## Importing `corpus.py`
Now that you know how to run a cell, we can begin interacting with the topic models. First we will import your corpus objects. Select and run the cell below:

In [1]:
from corpus import *

Running from notebook, using serial load function.
[20, 40, 60, 80, 100]
/home/hongliang/inpho/handian/compare/handian2and2mac/models/handian2-freq5-freq2-N23231312-LDA-K{0}-document-1000.npz


You will now have access to several variables, the most important of which are:
 -  `c` -- The `vsm.Corpus` object
 -  `lda_v` -- A dictionary containing each of the `vsm.LdaViewer` instances. You can access a particular model with `lda_v[k]`, substituting k for a particular number, like `lda_v[20]` for the 20-topic model. If the model for that number of topics has not been trained, it will error.
 -  `topic_range` -- A list of the trained models (e.g., `[20, 40, 60, 80]`)
 -  `context_type` -- A string containing the particular context type modeled (e.g., `"sentence"`, `"document"`, `"article"`)

### Introducing the `vsm` module

The InPhO Topic Explorer is comprised of two modules:
1. The `topicexplorer` module contains code for the visualization and user interfaces.
2. The `vsm` module contains code for modeling differnet corpora. 

In order to make use of the term frequency (TF), term frequency-inverse document frequency (TfIdf), and latent semantic analysis (LSA) models, we must import the main vsm module:

In [2]:
from vsm import *

## Interacting with the Corpus: Term Frequencies

The command above has loaded your `Corpus` object into the `c` variable.
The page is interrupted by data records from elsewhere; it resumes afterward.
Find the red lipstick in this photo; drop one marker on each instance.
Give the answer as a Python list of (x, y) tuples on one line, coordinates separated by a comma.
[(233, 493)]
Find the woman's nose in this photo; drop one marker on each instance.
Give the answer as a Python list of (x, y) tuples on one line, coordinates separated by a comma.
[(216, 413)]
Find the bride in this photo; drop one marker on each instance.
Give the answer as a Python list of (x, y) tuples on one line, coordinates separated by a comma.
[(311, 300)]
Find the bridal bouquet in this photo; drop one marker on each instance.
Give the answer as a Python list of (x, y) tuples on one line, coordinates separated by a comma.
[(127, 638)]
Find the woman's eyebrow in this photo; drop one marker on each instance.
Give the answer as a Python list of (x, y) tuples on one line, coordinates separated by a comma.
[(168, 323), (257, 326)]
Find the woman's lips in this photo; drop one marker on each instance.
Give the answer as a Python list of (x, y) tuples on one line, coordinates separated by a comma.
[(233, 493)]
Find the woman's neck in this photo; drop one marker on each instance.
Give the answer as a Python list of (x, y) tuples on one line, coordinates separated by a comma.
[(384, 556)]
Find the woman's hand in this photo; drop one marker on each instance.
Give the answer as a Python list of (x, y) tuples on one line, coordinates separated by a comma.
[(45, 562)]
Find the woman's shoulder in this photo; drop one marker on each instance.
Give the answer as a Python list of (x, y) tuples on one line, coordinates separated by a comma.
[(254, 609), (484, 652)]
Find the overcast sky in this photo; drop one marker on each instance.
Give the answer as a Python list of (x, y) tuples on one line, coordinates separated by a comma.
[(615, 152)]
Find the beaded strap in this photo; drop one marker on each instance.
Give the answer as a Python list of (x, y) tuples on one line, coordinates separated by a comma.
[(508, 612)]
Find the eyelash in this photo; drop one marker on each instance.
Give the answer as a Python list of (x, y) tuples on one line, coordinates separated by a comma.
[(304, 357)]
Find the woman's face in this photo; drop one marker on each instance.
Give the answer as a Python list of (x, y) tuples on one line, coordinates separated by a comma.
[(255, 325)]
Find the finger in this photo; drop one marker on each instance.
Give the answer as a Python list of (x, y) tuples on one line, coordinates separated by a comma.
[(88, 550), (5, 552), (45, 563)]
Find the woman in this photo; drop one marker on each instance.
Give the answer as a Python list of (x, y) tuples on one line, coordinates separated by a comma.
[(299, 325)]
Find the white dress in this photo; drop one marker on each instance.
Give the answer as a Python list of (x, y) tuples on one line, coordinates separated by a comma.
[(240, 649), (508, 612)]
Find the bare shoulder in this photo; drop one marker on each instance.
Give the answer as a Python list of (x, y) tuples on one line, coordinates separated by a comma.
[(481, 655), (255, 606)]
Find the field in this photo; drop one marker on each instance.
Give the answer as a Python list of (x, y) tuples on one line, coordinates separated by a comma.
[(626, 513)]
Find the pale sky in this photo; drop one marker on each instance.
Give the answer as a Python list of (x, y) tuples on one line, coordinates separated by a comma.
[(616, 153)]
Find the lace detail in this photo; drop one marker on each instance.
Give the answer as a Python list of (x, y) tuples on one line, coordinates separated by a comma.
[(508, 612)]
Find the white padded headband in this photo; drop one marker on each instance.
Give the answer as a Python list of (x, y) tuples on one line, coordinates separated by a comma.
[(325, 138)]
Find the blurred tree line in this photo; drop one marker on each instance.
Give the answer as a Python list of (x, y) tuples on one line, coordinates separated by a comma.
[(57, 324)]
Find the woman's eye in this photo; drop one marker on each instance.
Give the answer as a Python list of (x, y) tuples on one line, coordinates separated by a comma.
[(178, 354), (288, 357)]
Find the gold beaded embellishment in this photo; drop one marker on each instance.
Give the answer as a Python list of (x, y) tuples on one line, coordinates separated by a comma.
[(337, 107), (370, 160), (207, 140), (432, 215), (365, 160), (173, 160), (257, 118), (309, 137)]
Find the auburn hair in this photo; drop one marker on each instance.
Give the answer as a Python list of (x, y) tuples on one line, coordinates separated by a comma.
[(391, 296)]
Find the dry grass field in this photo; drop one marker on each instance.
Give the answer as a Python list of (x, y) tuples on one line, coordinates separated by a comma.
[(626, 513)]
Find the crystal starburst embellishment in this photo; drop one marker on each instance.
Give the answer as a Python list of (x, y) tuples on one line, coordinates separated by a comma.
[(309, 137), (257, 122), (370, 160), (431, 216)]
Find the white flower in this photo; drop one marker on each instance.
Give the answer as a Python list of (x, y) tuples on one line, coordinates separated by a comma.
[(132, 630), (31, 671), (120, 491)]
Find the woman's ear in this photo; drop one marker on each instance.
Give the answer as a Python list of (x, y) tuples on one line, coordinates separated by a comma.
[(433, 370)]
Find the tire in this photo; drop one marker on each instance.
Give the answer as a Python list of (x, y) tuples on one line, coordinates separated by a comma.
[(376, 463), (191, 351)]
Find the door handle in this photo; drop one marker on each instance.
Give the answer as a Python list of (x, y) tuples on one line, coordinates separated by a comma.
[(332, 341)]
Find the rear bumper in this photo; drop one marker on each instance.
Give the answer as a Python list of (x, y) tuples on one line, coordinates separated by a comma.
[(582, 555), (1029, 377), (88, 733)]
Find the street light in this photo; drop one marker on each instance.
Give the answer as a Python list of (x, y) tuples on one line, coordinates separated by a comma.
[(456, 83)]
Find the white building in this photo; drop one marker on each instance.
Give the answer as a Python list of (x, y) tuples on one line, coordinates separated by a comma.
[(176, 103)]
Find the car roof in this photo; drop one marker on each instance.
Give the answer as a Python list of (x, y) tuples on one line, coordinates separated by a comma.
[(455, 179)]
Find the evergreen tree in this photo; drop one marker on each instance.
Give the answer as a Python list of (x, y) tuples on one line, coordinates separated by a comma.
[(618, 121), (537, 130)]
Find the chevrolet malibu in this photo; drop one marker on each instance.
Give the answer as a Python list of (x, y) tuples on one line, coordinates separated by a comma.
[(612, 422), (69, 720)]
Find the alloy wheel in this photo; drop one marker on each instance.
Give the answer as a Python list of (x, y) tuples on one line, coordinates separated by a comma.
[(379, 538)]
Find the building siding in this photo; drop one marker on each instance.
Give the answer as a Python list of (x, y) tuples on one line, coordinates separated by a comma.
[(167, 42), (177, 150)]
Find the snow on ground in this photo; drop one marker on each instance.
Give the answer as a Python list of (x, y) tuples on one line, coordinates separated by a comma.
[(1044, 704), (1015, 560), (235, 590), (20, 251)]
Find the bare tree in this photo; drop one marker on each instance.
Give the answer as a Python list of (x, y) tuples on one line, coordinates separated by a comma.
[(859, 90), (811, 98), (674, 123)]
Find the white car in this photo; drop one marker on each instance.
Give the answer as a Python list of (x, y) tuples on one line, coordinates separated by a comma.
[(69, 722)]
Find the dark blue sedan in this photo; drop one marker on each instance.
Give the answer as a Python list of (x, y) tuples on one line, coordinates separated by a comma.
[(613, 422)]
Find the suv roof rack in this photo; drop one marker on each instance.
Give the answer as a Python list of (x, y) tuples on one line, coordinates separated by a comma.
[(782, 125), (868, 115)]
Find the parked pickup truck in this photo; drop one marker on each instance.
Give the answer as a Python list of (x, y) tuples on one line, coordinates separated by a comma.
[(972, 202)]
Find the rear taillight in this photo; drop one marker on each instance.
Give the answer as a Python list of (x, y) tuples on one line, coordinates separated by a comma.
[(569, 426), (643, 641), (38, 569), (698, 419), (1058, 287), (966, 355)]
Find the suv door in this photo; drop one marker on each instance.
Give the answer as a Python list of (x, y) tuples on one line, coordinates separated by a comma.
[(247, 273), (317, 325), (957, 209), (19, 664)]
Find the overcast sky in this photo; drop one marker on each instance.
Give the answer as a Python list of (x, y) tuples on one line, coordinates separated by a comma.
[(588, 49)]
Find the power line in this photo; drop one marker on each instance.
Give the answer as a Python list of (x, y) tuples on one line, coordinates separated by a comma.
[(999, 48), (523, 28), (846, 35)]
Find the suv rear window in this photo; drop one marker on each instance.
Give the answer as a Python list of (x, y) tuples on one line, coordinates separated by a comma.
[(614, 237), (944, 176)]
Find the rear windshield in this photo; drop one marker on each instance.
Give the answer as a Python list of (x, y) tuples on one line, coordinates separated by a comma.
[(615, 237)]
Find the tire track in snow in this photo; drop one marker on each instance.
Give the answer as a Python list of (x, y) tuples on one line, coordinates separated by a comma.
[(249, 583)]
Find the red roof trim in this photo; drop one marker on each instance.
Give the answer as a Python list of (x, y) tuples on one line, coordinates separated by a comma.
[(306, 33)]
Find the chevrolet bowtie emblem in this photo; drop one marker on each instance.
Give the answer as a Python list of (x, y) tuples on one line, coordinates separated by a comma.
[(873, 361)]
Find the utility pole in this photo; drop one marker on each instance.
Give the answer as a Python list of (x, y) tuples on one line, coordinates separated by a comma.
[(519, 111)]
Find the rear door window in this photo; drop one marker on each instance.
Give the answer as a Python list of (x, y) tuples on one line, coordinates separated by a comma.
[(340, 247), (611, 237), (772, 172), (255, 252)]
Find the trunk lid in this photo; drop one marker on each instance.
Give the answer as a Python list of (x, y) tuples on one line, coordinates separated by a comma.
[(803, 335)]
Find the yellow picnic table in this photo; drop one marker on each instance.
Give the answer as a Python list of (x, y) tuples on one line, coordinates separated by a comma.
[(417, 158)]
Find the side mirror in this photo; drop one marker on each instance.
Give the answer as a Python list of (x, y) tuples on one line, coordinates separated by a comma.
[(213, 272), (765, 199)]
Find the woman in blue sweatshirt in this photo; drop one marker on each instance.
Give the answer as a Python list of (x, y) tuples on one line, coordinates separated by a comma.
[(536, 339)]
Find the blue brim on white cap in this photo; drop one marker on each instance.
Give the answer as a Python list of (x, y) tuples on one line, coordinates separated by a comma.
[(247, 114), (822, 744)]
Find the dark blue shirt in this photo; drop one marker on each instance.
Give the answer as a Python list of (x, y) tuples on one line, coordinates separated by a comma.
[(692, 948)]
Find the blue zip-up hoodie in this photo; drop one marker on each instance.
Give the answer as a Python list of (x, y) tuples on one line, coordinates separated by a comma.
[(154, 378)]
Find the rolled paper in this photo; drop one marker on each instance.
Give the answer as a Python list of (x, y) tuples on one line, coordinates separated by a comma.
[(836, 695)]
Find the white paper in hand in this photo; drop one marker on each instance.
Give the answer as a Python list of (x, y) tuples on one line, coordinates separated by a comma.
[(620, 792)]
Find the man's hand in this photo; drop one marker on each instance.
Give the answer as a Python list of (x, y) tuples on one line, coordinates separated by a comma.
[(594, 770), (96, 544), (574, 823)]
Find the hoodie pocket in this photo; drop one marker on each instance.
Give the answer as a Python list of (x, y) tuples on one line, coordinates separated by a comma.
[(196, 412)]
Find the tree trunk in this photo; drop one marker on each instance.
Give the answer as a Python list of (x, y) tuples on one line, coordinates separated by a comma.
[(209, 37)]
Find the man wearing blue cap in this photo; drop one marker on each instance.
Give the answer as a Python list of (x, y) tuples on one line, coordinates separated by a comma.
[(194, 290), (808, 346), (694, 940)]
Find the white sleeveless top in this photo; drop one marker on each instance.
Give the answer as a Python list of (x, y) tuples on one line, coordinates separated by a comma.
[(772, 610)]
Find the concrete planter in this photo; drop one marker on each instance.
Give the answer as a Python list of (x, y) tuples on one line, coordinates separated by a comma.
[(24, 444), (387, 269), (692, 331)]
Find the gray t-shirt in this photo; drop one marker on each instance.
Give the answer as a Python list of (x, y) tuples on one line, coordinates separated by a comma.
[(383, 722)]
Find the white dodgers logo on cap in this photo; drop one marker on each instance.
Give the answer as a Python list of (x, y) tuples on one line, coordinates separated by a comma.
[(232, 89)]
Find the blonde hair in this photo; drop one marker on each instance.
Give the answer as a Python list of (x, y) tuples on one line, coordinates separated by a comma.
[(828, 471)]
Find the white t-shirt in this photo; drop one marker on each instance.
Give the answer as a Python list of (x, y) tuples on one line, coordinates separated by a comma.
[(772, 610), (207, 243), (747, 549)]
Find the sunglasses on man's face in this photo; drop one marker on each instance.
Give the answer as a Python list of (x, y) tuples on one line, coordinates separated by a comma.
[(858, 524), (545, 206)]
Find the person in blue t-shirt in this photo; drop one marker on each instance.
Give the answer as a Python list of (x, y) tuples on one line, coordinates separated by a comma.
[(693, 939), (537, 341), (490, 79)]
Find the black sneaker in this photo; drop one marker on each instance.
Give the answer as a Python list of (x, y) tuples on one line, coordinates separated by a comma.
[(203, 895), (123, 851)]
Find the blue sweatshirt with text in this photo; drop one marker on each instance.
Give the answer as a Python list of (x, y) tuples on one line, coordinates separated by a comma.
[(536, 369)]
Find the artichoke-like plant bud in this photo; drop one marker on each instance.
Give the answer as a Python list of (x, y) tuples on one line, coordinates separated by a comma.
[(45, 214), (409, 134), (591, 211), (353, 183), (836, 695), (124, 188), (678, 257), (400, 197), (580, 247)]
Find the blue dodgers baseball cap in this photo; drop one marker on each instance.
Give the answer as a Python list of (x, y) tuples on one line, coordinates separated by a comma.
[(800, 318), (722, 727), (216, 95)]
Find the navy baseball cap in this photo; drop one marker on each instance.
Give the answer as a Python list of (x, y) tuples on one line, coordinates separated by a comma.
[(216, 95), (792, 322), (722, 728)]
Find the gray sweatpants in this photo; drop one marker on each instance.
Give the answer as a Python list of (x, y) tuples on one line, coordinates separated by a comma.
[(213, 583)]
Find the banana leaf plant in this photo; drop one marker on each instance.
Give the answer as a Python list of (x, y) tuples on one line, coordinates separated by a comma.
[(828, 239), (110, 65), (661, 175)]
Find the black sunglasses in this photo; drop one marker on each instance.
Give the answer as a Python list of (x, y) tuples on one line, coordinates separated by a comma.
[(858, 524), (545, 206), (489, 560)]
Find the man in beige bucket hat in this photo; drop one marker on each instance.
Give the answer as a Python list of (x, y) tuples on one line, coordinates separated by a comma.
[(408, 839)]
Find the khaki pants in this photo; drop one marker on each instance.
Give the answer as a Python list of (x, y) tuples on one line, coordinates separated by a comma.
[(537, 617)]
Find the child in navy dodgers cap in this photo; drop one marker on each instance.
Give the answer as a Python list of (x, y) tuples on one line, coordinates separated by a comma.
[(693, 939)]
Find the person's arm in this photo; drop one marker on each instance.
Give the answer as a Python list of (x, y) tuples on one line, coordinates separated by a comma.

You can see the list of all words that are in your corpus by typing `c.words` into a code cell:

In [3]:
len(c.words)

15293

Note that it only shows the first few and last few unique words in the corpus, alphabetically sorted. 

What if we want to get a list of how often each word occurs? For that, we can use the `vsm.model.TF` to build a frequency distribution over the terms in the corpus:

In [4]:
# train the model and create a TfViewer object
tf = TF(c, context_type)
tf.train()
tf_v = TfViewer(c, tf)

# print the most frequent terms in the document
# remember that IPython automatically prints the last cell of a document
tf_v.coll_freqs()

Collection Frequencies,Collection Frequencies,Collection Frequencies,Collection Frequencies
Word,Counts,Word.1,Counts.1
年,501196,南,273696
王,410631,将,272349
州,383224,行,272075
天,367499,国,257069
月,330868,山,256549
日,316454,官,245958
书,309290,道,245572
军,295896,百,242402
时,294532,臣,241921
文,277990,东,235142


After running the cell above, you should see a table with the 20 most frequently used words.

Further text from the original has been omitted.